Yes, it’s tough to remember Arozarena was still a rookie this season, technically. His coming-out part last postseason took care of that, and he shone like a well-established veteran this time around. From homering and stealing home in Game One through two hits and that Game Four-tying hit in the eighth, Arozarena was a rookie in name only this year.

Losing righthander Tyler Glasnow to Tommy John surgery was probably the key blow to the Rays in the end. Free-agent veteran Michael Wacha took a 5.05 regular season ERA into the postseason . . . and allowed a mere two-run deficit to turn into that 14-6 Game Two blowout in two and two thirds innings. One more veteran other than Game Four opener Collin McHugh might have made a big difference.

The Red Sox are just as conscious of analytics as any other team so advanced, including the Rays who practically live by it. But they’re a lot better in balancing analytics to the moment. Cora is as much an advance information maven as any skipper in baseball, but he’s also unafraid to shift his cards and play to what’s in front of him when it’s demanded of him.

He doesn’t play October baseball like the regular season. If he did, he wouldn’t have gone to eight postseason series as a manager or a bench coach and been on the winning side in each of them. He’s not afraid to take risks, he doesn’t sweat it if and when they backfire.

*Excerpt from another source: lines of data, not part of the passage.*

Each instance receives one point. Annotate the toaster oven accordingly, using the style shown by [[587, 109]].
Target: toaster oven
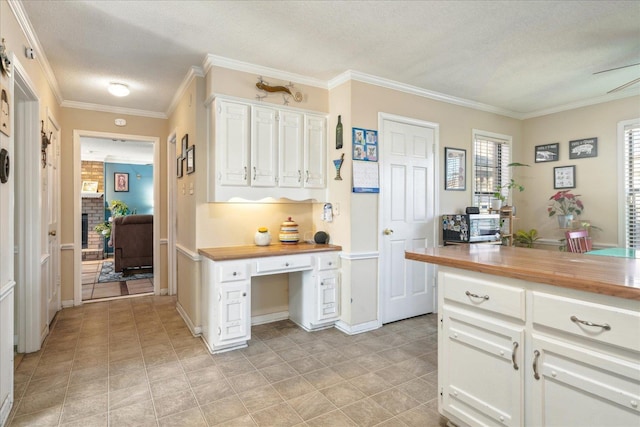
[[471, 228]]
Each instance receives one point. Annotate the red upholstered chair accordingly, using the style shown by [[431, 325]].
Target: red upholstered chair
[[578, 241]]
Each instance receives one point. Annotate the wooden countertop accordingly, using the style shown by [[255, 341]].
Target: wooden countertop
[[253, 251], [618, 277]]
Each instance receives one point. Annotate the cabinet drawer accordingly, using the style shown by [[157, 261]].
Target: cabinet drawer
[[283, 264], [484, 295], [328, 262], [233, 272], [599, 322]]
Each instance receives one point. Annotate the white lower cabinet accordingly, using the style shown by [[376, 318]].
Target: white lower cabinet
[[572, 360]]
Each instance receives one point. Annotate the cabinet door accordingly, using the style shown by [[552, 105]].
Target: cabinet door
[[315, 151], [234, 318], [291, 147], [264, 147], [232, 143], [328, 297], [482, 380], [577, 386]]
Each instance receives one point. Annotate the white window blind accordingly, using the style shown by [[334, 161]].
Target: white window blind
[[632, 185], [491, 156]]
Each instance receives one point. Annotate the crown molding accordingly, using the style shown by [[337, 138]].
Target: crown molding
[[584, 103], [112, 109], [32, 39], [414, 90], [193, 72], [219, 61]]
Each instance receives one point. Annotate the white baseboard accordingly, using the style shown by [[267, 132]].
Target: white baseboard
[[268, 318], [195, 330], [357, 329]]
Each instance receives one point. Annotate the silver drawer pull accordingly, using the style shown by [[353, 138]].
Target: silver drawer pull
[[513, 355], [469, 294], [536, 354], [606, 327]]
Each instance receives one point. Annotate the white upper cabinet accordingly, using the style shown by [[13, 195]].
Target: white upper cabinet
[[259, 151]]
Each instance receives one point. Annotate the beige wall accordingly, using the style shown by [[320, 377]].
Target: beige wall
[[596, 177]]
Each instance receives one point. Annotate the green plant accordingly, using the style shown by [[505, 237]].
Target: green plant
[[117, 208], [526, 238], [509, 186]]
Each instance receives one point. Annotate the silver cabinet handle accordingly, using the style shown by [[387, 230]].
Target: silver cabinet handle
[[536, 355], [605, 326], [484, 297]]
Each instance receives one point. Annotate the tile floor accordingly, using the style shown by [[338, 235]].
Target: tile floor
[[133, 362], [91, 289]]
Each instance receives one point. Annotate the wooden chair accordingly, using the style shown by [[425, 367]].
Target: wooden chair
[[578, 241]]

“That’s our motto right now: Whatever it takes to win,” said Hernandez. “Just win today, and we’ll worry about tomorrow, tomorrow. Lineup, bullpen, starting rotation, like, it doesn’t matter. We’re a team, and we’re one. We’re not 26 dudes, we’re just one.” Lucky for them the Red Sox aren’t out of tomorrows just yet.

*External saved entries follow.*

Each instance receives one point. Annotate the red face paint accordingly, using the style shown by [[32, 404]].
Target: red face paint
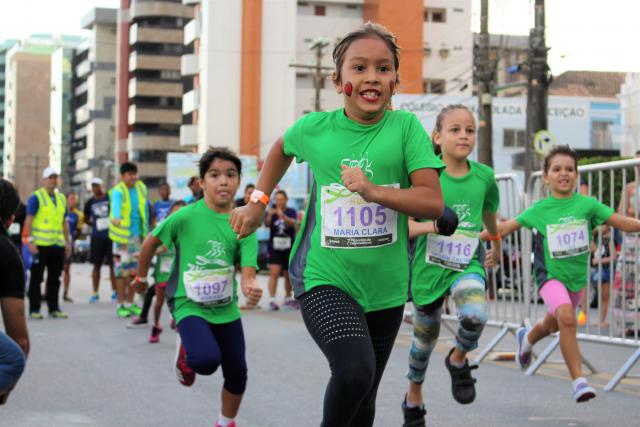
[[348, 88]]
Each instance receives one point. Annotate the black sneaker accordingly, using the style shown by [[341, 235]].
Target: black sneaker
[[463, 386], [413, 417]]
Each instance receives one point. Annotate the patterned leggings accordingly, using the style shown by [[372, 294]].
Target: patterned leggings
[[468, 292]]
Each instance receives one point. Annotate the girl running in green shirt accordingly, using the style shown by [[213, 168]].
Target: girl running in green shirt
[[451, 265], [201, 289], [563, 223], [349, 264]]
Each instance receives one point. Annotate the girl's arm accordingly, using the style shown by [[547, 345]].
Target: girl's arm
[[245, 220], [504, 228], [422, 200], [149, 247], [624, 223], [490, 221], [249, 287], [419, 228]]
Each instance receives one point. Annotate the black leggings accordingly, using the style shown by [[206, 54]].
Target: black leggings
[[357, 346]]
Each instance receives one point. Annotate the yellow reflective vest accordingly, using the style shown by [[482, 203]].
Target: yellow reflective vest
[[122, 232], [47, 227]]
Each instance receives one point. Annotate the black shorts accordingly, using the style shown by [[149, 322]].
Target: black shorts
[[101, 251], [279, 258]]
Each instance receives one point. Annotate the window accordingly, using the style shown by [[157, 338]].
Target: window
[[601, 137], [434, 86], [435, 15], [514, 138]]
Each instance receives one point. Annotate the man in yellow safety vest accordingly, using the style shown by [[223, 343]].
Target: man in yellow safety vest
[[47, 234], [128, 227]]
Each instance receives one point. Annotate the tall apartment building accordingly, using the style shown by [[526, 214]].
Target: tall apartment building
[[149, 95], [61, 124], [94, 91], [4, 47], [28, 109], [245, 91]]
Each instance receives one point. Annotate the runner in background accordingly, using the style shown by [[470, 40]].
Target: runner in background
[[96, 215], [74, 219], [281, 221], [563, 222]]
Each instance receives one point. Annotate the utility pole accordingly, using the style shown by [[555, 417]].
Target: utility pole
[[319, 72], [537, 88], [484, 73]]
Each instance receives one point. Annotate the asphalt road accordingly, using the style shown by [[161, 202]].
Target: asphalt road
[[90, 370]]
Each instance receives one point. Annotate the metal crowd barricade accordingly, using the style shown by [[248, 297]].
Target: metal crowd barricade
[[616, 321], [507, 301]]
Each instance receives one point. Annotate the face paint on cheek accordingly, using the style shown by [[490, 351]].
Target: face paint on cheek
[[348, 88]]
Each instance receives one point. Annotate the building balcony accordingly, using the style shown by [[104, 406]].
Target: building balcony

Cora’s Game Four starting pitcher, Eduardo Rodriguez—lifted after an inning and two thirds in Game One following that first-inning disaster, but pitching shutout ball until Luplow scored on a ground out in the fifth, then coming out after Kiermaier doubled to open the sixth—calls Cora “like a father, brother, manager, whatever. He trusts us. He trusts everybody in that clubhouse. He gives you the chance every time that he hands (the ball) to you, and you’ve just got to go out there and do your job.”

“He’s a guy you’d run through a wall for,” said Whitlock. “If he told me to run through that wall, I’d believe that he had something there to make sure it would fall for me.”

It turned out the Rays wall wasn’t quite as sturdy as everyone else thought going in. The Red Sox have sturdier walls to face going forward. Walls that won’t be as friendly to them as the Green Monster seems to be.